Le domaine des Sybelles (Savoie) courtise le marché belge

Quatrième plus grand domaine skiable de France, Sybelles n’est pourtant pas le quatrième le plus connu. C’est pour cette raison que ses responsables ont organisé pour la première fois un déjeuner de presse à Bruxelles, réunissant une quinzaine de journalistes et d’influenceuses.

Sybelles, c’est un simple jeu de mots pour désigner six stations savoyardes : La Toussuire, Le Corbier, Saint-Jean-d’Arves, Saint-Sorlin-d’Arves, Les Bottières et Saint-Colomban-des-Villards. « Chaque station est unique, a son identité et propose sa propre ambiance » souligne Valérie Mulot, responsable communication/événementiel de Sybelles. « Stations nature et ressourçantes, stations-villages ancrées dans la tradition ou encore stations modernes et actives : nous offrons un large panel d’offres de séjour ».

Saint Jean d’Arves.
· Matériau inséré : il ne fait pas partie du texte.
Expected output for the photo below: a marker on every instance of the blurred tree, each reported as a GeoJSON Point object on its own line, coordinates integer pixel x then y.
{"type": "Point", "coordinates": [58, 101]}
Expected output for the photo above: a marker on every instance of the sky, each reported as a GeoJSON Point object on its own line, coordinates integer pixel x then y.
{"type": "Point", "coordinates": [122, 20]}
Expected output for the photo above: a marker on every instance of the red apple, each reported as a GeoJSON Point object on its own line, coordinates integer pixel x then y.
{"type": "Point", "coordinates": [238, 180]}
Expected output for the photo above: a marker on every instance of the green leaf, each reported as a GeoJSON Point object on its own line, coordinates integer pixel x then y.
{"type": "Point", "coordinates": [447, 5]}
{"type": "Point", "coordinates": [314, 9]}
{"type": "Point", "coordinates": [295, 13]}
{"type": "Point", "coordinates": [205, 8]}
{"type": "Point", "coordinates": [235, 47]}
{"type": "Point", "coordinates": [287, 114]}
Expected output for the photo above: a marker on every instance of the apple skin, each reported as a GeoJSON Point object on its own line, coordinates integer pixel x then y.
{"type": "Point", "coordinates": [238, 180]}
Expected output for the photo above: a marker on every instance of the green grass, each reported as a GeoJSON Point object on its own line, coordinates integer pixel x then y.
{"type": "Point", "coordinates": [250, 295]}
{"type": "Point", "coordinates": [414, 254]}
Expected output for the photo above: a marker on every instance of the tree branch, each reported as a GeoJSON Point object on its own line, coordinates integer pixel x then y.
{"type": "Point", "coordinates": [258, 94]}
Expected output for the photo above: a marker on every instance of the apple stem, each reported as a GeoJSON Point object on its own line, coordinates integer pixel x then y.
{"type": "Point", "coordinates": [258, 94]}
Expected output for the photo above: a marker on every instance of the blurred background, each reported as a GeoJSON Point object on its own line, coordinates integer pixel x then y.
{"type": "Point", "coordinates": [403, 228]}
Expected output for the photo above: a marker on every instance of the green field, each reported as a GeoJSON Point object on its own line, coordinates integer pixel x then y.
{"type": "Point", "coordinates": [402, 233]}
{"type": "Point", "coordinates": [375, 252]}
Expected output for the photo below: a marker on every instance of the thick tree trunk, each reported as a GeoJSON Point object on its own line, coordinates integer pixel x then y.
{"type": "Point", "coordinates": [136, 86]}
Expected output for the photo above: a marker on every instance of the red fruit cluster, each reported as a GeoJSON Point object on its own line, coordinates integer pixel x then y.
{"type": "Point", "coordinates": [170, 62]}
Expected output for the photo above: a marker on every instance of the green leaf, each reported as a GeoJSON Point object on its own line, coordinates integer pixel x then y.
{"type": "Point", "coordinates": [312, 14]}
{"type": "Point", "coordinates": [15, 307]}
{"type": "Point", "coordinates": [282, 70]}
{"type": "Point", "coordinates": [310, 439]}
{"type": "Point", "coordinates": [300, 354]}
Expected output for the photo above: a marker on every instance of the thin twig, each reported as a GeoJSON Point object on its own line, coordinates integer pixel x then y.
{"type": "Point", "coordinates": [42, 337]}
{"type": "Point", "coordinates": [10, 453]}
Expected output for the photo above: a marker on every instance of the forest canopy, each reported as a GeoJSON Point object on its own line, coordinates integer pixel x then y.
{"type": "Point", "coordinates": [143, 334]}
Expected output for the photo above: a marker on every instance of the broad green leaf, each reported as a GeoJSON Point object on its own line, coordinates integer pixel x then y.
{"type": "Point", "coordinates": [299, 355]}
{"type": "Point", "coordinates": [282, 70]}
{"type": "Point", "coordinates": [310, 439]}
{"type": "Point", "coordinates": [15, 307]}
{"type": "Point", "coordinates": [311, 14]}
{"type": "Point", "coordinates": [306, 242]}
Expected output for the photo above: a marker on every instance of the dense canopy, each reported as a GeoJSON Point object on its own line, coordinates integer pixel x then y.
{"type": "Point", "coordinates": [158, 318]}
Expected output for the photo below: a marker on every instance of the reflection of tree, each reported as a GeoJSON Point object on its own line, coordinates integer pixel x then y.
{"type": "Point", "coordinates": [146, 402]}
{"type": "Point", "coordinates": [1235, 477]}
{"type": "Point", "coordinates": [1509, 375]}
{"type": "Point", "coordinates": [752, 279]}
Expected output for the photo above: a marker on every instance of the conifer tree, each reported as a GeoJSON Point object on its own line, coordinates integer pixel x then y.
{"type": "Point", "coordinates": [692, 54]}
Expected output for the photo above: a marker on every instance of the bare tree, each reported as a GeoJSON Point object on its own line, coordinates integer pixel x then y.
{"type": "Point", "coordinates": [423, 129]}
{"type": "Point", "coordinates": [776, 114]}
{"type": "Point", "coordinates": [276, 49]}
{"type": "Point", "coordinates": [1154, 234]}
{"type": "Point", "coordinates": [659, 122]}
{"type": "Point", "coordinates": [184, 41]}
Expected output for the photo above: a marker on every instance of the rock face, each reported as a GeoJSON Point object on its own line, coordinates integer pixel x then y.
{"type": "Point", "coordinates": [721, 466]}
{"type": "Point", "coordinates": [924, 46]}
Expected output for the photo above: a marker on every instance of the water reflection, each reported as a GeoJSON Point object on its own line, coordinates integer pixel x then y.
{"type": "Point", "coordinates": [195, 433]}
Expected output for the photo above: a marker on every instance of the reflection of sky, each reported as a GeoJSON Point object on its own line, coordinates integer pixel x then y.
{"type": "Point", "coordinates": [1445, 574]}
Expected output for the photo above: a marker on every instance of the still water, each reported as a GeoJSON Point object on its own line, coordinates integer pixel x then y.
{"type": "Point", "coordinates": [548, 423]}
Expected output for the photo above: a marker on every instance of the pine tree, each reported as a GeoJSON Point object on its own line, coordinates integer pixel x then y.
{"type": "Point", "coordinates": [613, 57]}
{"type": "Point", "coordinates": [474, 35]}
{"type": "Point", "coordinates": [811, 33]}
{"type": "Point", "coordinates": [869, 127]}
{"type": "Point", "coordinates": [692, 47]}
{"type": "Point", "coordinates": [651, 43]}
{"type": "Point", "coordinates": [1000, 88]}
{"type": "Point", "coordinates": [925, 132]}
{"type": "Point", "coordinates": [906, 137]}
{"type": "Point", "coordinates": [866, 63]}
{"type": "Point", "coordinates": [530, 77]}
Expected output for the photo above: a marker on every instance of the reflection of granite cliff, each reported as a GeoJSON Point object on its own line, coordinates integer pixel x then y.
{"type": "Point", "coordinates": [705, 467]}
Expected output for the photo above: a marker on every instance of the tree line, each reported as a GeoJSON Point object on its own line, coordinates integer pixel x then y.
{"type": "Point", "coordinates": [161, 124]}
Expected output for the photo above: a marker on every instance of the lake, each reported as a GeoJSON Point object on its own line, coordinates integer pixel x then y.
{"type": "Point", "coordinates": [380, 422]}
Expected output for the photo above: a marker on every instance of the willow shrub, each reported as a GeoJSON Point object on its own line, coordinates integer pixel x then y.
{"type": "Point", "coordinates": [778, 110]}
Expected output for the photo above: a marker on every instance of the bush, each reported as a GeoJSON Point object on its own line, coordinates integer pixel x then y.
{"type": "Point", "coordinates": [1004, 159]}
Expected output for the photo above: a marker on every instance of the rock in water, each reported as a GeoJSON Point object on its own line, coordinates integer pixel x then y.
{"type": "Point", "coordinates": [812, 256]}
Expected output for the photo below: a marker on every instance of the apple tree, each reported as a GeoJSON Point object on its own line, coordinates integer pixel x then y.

Photo JM Chapellaz

A l’exception du Corbier créée de toutes pièces dans les années 60, toutes les autres stations ont d’abord été des villages de montagne. « La première remontée mécanique a été mise en place en 1937 à la Toussuire » précise Laurent Deléglise, directeur de la SOREMET (remontées mécaniques). « Les domaines skiables ont progressivement été reliés pour proposer aujourd’hui 310 kilomètres de pistes et 68 remontées mécaniques oscillant entre 1100 et 2620 mètres, avec 51 % des surfaces couvertes par des enneigeurs. C’est un domaine passe-partout qui permet à tous les segments de la clientèle d’en profiter. Nous travaillons beaucoup sur l’aspect ludique des pistes avec des virages relevés, des arches, etc… ». Le domaine fêtera ses 20 ans pendant l’hiver 2022-2023.

Aiguilles d’Arves. Photo JM Chapellaz

Si le public-cible est la famille, la diversité des stations permet néanmoins de toucher différentes catégories de touristes. « Les Belges représentent 5% des clients et nous en espérons davantage » souligne Valérie Mulot. « Les agents de voyages et TO jouent historiquement un rôle important dans la fréquentation belge de ces 6 stations».

Le report des congés de Pâques dans le cadre du changement des vacances scolaires francophones belges ne réjouit pas les promoteurs de Sybelles. Les Bruxellois et Wallons, majoritaires dans les parts de marché belge, profiteront en effet plus que probablement davantage des vacances de printemps (autour du carnaval) en février, soit durant une période déjà très fréquentée par les Français.

Impact limité des coûts énergétiques

Photo David Malacrida www.elmerjack.com

Faut-il s’attendre à des restrictions de l’offre en raison de la hausse du prix de l’énergie ? « Pas du tout » répond Laurent Deléglise. « Notre fournisseur EDF nous garantit un hiver sans coupure et nos contrats assurent une augmentation de prix limitée. La part de l’électricité représente en fait 3 à 3,5 % de notre chiffre d’affaires, le carburant représentant 1,5 % ».

Si le public répond présent, la hausse des coûts devrait donc être supportable. « Cette situation ne nous empêchera évidemment pas de poursuivre nos efforts dans une gestion rigoureuse des dépenses énergétiques». Comme par exemple réduire la vitesse de certaines remontées mécaniques quand l’affluence est faible. Ou supprimer le ski nocturne, mais davantage pour des questions d’image que pour des économies, minimes.

Photo David Malacrida www.elmerjack.com

Actuellement, les prévisions de réservations pour les stations françaises sont positives selon la dernière enquête du bureau G2A : la tendance montre une progression de 1,5 % par rapport à l’an dernier. « Dans les Sybelles, nous avons un mois d’avance en terme de réservations » conclut Valérie Mulot, responsable communication/événementiel de Sybelles.ski.

En pratique
– Accès : en 8h30 de Bruxelles en voiture, 4h en TGV depuis Paris
– Exemples de tarif : forfait ski 6 jours adultes : 252€/adulte, promo samedi = 25 €
– L’ouverture du domaine skiable est prévue du 17 décembre 2022 au 14 avril 2023.